It’s cold outside: Temperatures heading for minus four with snow possible on icy weather weekend

Hazardous travel conditions are expected with freezing fog adding to challenges facing drivers

Temperatures will be as low as minus four degrees this weekend, as Met Éireann warns of possible sleet or snow.

A status yellow low temperature warning is in place until midday on Saturday, with the national forecaster stating it will be “very cold with widespread frost and icy conditions”. Fog and freezing fog are also expected.

As a consequence, travel conditions will be hazardous, with potential disruptions.

On Friday morning, any frost, ice and mist or fog will gradually clear. It will be a very cold and bright day with sunshine and scattered showers, mainly in the north and west, with the odd shower on eastern coasts.


Some showers will fall as hail or sleet and highest temperatures will be between two and six degrees.

It will be mostly dry on Friday night with isolated showers, and the possibility of sleet or snow, mainly across the northwest of the country. A very cold night is anticipated, the forecaster said, with lowest temperatures of zero to minus four degrees with a widespread sharp frost and icy patches.

Saturday will be another cold day with frost and ice to begin with. Most areas will be dry through the day, with any wintry showers mainly along north and west coasts. The rest of the weekend will be “very cold with frost, ice and some wintry precipitation” before temperatures begin to rise next week.
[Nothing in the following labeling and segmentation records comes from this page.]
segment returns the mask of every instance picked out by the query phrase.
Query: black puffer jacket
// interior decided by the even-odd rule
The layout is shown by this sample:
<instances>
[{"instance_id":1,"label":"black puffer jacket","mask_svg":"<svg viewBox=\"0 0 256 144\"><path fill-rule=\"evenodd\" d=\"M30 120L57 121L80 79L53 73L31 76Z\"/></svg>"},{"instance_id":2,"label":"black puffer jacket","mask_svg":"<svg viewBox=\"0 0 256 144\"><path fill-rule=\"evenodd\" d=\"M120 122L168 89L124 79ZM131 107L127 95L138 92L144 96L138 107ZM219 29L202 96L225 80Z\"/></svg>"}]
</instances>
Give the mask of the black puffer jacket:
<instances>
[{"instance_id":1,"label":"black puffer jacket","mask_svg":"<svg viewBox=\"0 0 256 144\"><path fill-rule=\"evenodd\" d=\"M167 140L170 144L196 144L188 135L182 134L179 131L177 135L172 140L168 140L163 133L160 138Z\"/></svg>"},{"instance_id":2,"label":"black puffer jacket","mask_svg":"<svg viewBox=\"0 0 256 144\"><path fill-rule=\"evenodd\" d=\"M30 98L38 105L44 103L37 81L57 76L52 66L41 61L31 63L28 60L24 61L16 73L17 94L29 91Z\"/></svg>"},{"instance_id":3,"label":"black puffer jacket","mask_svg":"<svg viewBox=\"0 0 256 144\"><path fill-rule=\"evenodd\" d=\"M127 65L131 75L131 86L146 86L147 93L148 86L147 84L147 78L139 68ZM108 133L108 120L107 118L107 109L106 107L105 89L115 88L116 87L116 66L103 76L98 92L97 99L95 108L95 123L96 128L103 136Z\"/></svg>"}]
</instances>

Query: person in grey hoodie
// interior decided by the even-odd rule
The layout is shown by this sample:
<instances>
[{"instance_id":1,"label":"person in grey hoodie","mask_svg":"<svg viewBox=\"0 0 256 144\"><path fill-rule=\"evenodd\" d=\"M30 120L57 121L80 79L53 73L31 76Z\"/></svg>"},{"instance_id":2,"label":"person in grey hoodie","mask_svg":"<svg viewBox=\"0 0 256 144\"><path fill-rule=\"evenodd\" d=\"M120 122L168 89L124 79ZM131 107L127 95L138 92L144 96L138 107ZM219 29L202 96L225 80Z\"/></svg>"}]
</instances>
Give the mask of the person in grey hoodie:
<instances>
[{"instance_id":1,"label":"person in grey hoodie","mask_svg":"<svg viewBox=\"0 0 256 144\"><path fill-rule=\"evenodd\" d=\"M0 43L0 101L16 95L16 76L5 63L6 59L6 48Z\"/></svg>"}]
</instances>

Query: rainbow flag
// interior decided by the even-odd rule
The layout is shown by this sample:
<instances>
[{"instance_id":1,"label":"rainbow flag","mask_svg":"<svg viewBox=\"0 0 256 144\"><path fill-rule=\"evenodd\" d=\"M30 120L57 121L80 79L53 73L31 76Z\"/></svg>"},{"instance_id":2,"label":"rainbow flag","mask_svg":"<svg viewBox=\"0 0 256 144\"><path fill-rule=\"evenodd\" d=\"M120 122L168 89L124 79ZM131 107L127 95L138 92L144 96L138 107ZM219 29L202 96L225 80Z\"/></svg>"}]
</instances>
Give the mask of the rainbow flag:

Saturday night will have scattered outbreaks of rain and drizzle moving in off the Atlantic, possibly turning wintry over higher ground. Lowest temperatures are expected to be between minus three and two degrees, with light breezes.

Meanwhile, current indications suggest that wet and windy weather will spread over the south and east of the country early on Monday, with the possibility of scattered falls of sleet.

A spokeswoman for the Dublin Region Homeless Executive (DRHE) said during the period of extreme weather, the executive has a protocol in place, which sets out the coordinated response activated during extreme weather conditions or adverse events.

“Bed capacity has been increased by 330 permanent beds in recent months and 40 extreme weather beds are also available to be used on an as-needed basis,” she said.

“We encourage anyone requiring emergency accommodation to contact their local authority or the freephone service early in the day.”

The spokeswoman added that the Dublin region outreach service is working directly with rough sleepers from 7am to 1am daily and assists any individuals they meet to take up emergency accommodation.

“We would also continue to ask the public for their assistance during this time to let us know if they come across someone sleeping rough on our website, call 01 872 0185 or via our free app Dublin City Rough Sleeper Alerts.”